The video was released just a few days after the officer who fired the lethal shots — Jeronimo Yanez — was found not guilty of murdering Castile and endangering his fiancee, who filmed the aftermath and posted that harrowing footage on Facebook Live, and her daughter. From a purely public relations standpoint, it's understandable why the authorities tried to keep this under wraps as long as possible, It also explains why police unions and their legion of political allies are fighting so hard to limit the public's ability to see these kind of videos. Because the proper exercise of the public's right to know what its government is doing happens to also undermine the moral authority of that same government.

But now — in the (barely) better-late-than-never department — you can watch the sickening video yourself. Every citizen should.

It's no secret that a civil society gives enormous leeway to our law-enforcement officers to make difficult snap judgments on when to use lethal force. That leeway has saved innocent lives, and obviously the jury at Yanez' trial gave enormous weight to that tradition. Still, is that leeway earned when Castile — a popular school cafeteria worker with no felony criminal record — is clearly heard on the video volunteering the information that he is carrying his legally permitted handgun? Or when Castile tells the officer, in response to his command to not take the weapon out, that he is in fact not taking it out? None of his seemingly proper actions stopped a decision to kill with seven shots, the decision that took only seven seconds.

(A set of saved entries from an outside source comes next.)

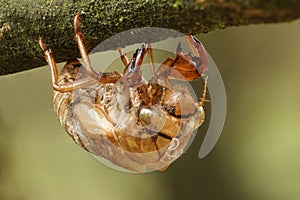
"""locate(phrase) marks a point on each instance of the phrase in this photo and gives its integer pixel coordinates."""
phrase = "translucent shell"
(127, 122)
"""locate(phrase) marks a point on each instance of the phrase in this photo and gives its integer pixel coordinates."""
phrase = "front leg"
(185, 67)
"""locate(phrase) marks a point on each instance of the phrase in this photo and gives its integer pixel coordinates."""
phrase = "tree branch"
(22, 22)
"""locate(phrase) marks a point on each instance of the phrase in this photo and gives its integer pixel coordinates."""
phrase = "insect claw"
(179, 49)
(42, 44)
(77, 23)
(202, 100)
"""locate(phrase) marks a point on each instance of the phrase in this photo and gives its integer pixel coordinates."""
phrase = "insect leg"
(82, 49)
(198, 51)
(109, 77)
(150, 57)
(202, 100)
(54, 73)
(124, 58)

And there's more going on here than can be captured in the video. The video doesn't show that Castile — who was returning from the grocery store — was stopped because cops were looking for a criminal suspect with "a wide-set nose," a feature shared by many African-Americans, or that Castile, a regular guy with a regular job, had been stopped for minor traffic violations a remarkable 52 times. It doesn't show that the officer, Yanez, had recently watched a police "training video" called "The Bulletproof Warrior" that critics — with a lot of justification — say amps up levels of paranoia among the cops who watch it.

How else to explain making such an awful, deadly decision in just seven lousy seconds? Something else I learned tonight is that there's a "thing" on the internet called "the 7-second challenge." Because 7 seconds is such a short, thrilling time period to complete a complex task. Name five breeds of dogs! Touch all the walls in your house! Take off your socks and put them back on, inside out! Write your name backwards!

Somehow, shooting a compliant motorist who happens to be black didn't make the list.

Now, here comes the sternly worded part of the post where I tell society how to solve this terrible problem. But you know what? I'm out of ideas. You can write 100 new laws, but it doesn't matter when American juries have made it clear that virtually no action by a police officer in these scenarios will be considered a crime. The rise of dash-cam and now body-cam videos has helped to inform the public — and yet police shot and killed just as many suspects in 2016 as they have in prior years. Even asking police to impose more discipline on officers who behave badly means pretending that police unions don't have a ridiculous amount of power in this country. Somehow, some way, and it may take years — probably more years than I left on this good earth — we need to change what goes through the mind of the American police officer in those seven seconds. Our national soul depends on it. But I have no clue how we get there.